In the context of hyperlipidemia, the link between the lipid-lowering effect of allicin and H2S has been established, indicating that the CSE/H2S pathway plays a vital role in mediating the lipid-lowering effect of allicin. Sulfur-containing compounds, such as methionine, L-cysteine ​​glycine, and L-glutamate, can release H2S through the action of CSE enzymes. On the one hand, H2S molecules reduce lipid uptake and utilization by regulating the expression of genes such as CD36 and LPL, while upregulating the expression of antioxidant genes GPX, GCLC, and GST, thereby enhancing the body's antioxidant capacity and preventing the aggravation of hyperlipidemia and liver damage. It reveals an important opportunity to develop and apply health-promoting dietary products using allicin as a natural H2S donor.
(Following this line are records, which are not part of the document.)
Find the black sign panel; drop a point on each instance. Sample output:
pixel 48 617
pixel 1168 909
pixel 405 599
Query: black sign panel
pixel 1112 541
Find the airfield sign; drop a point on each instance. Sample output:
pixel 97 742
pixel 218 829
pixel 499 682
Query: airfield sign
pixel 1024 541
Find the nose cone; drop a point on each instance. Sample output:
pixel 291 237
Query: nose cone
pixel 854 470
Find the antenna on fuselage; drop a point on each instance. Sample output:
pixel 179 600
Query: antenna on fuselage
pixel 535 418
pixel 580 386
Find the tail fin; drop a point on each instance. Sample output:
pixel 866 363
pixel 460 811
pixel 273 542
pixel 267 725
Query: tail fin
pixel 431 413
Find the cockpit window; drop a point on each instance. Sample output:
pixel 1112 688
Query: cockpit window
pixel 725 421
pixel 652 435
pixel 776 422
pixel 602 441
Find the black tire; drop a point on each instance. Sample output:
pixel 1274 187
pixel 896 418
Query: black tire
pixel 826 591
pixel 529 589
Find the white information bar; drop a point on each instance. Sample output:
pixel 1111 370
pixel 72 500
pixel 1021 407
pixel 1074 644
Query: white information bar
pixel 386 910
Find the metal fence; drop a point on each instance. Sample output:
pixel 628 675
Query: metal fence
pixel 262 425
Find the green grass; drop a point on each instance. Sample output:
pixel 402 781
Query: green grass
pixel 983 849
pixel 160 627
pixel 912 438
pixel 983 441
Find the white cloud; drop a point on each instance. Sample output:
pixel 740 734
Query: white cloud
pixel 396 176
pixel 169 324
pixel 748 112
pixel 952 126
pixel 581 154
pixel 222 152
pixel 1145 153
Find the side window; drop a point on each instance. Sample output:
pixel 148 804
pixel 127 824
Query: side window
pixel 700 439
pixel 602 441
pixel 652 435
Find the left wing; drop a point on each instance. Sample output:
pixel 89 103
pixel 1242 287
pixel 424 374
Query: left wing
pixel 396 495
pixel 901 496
4. Allicin inhibits the biological activity of cervical cancer cells by inhibiting circEIF4G2

Abstract

The anti-tumor effect of allicin on cervical cancer was explored through cell experiments. This study took Hela and Siha as the research targets. In the first step, Hela and Siha cell lines were treated with different concentrations of allicin (20, 40, 80 μmol/L), and then the role of circEIF4G2 in the anti-tumor effect of allicin on Hela and Siha cell lines was explored; CCK-8 and EdU staining of cell proliferation and EdU-positive cell number; flow cytometry to determine cell apoptosis rate; transwell method to determine the number of invasive cells; wound healing rate determination; qRT-PCR and WB methods to determine relative mRNA and protein levels. The experimental results showed that allicin supplementation can significantly inhibit cell proliferation and the number of EdU-positive cells, significantly increase the cell apoptosis rate; the number of invasive cells and wound healing rate were significantly inhibited, and circEIF4G2 mRNA expression was significantly downregulated. However, there were no significant differences in cell biological activities such as cell proliferation, apoptosis, invasion and migration, as well as the expression of related genes and proteins between allicin, si-circEIF4G2 and allicin + si-circEIF4G2. In summary, allicin can inhibit the biological activity of cervical cancer cells by downregulating circEIF4G2/HOXA1/AKT/mTOR.

Conclusion

This study found that allicin can significantly reduce the invasion and metastasis rates of Hela and Siha cells, and has a good inhibitory effect at high concentrations. After allicin treatment, the proliferation, invasion and migration abilities of Hela and Siha cells were significantly inhibited, and the apoptosis rate was significantly increased. Among them, high-dose allicin had the best inhibitory effect. Further detection found that the expression of the circEIF4G2 gene was significantly inhibited, and reducing the expression of circEIF4G2 can effectively reduce the biological activity of CC cells. In addition, transfection of Hela and Siha cells with si-circEIF4G2 can significantly reduce the activity of these cells, but when this transfection was combined with allicin intervention, the anticancer effect was not enhanced. Therefore, allicin may exert its anticancer effect by inhibiting circEIF4G2. circEIF4G2 was reduced in Hela and Siha cells, CC cell activity was inhibited, and the HOXA1/AKT/mTOR signaling pathway was significantly inhibited. In summary, allicin can inhibit the biological activity of CC cells by inhibiting circEIF4G2 and downregulating the activity of the downstream HOXA1/AKT/mTOR signaling pathway.